Hirai Yasumasa: A member of an old family that practiced traditional magic, including divination and fortune-telling. He fought his sworn enemy with all his secret arts, but committed suicide after Emperor Meiji passed away. There was a warrior with the same name who served the demon-slaying hero Minamoto no Yorimitsu. Coincidentally, he experienced the Meiji version of the "Rashomon no Oni" incident. (After Minamoto no Yorimitsu an enemy, he held a banquet. During the banquet, one of his guests mentioned that there was an oni (or demon) at Rashōmon, one of the city gates. One of Yorimitsu's other guests, Watanabe no Tsuna, said there was no logical basis for an demon to dwell inside the imperial city, so he decided to go check. He armed himself with armor, a helmet, and his ancestral blade and rode out on a horse all by himself to Rashōmon without anyone accompanying him.

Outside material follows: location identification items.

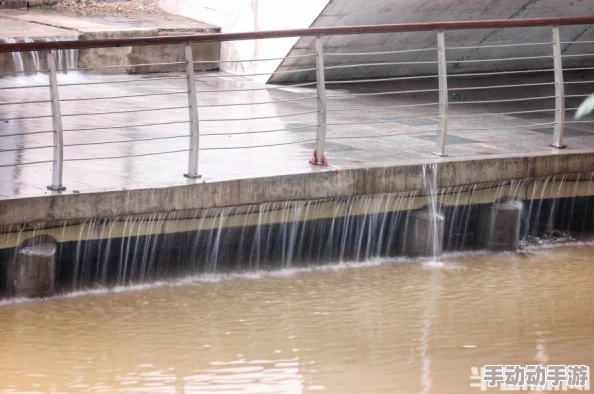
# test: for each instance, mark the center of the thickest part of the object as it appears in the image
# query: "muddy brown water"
(375, 327)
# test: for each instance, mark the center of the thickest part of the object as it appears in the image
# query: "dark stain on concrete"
(495, 31)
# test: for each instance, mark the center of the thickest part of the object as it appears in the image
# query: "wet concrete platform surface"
(48, 23)
(363, 130)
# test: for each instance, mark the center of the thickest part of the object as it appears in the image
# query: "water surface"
(390, 327)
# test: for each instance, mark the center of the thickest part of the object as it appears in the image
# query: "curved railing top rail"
(315, 31)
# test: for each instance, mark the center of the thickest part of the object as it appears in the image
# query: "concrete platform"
(54, 26)
(39, 23)
(361, 136)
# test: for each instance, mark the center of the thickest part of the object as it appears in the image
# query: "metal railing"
(325, 103)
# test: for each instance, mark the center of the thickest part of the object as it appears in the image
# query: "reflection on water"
(395, 327)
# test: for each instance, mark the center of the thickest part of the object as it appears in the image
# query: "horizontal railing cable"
(503, 127)
(347, 95)
(26, 102)
(500, 45)
(28, 148)
(377, 53)
(335, 67)
(309, 32)
(579, 55)
(378, 79)
(26, 163)
(130, 65)
(381, 136)
(395, 120)
(128, 126)
(119, 81)
(299, 85)
(126, 111)
(384, 107)
(124, 96)
(521, 85)
(254, 60)
(23, 87)
(503, 100)
(258, 103)
(258, 117)
(259, 131)
(478, 74)
(499, 59)
(128, 141)
(25, 118)
(29, 133)
(455, 115)
(259, 146)
(577, 82)
(126, 156)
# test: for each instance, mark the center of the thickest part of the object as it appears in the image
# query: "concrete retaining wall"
(315, 185)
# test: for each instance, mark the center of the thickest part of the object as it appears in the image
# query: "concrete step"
(39, 26)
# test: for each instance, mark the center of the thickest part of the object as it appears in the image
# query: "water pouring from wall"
(32, 62)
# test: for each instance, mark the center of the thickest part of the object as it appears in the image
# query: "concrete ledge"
(315, 185)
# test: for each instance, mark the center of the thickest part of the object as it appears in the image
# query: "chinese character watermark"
(531, 377)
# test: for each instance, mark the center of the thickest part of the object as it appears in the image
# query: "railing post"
(559, 91)
(442, 70)
(321, 89)
(193, 108)
(58, 164)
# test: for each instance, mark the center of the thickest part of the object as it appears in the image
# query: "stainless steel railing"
(319, 106)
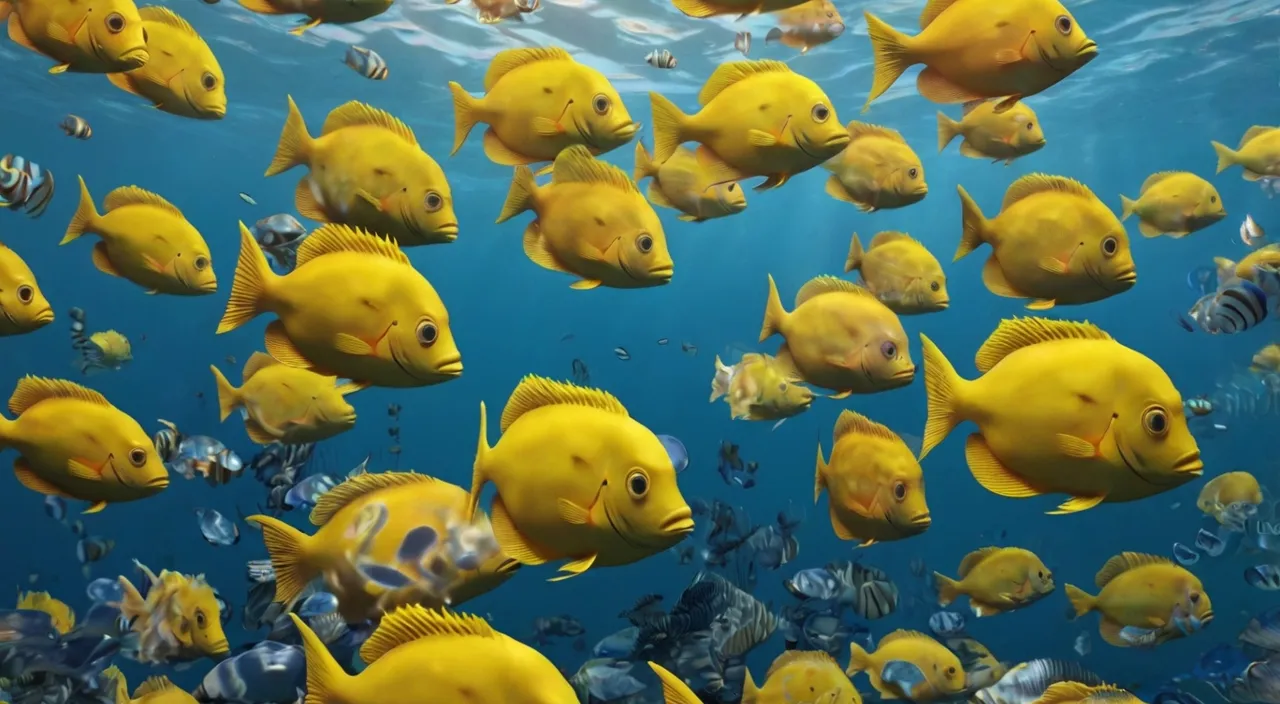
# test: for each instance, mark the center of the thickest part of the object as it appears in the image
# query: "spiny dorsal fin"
(575, 164)
(511, 59)
(356, 113)
(734, 72)
(535, 392)
(33, 389)
(332, 238)
(1013, 334)
(1041, 183)
(341, 496)
(415, 622)
(1124, 562)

As the gate came into view, there was a gust of sudden wind, and the horse stopped moving. As Tsuna dismounted from his horse and headed towards the gate, a demon appeared from behind him and caught his helmet. Tsuna cut at it with his blade without delay, but his helmet was stolen. Tsuna cut off one of the demon's arms in retaliation.)

Kōhō: A woman who believes in Cheondoism, an indigenous Korean religion that combines elements of Confucianism, Buddhism, Taoism, shamanism, and Roman Catholicism.

Inkaku
: A young man who belongs to the Triad, a secret Chinese society usually associated with organized crime.

Katō Yasunori: Army Second Lieutenant, later promoted to Lieutenant. He summoned vengeful spirits to the imperial capital. He is well versed in ancient magic and sorcery and can manipulate invisible demons called shikigami. His specialty lies in curses. What is his true purpose in kidnapping Tatsumiya Yukari? The fate of the imperial capital is in the hands of this mysterious character.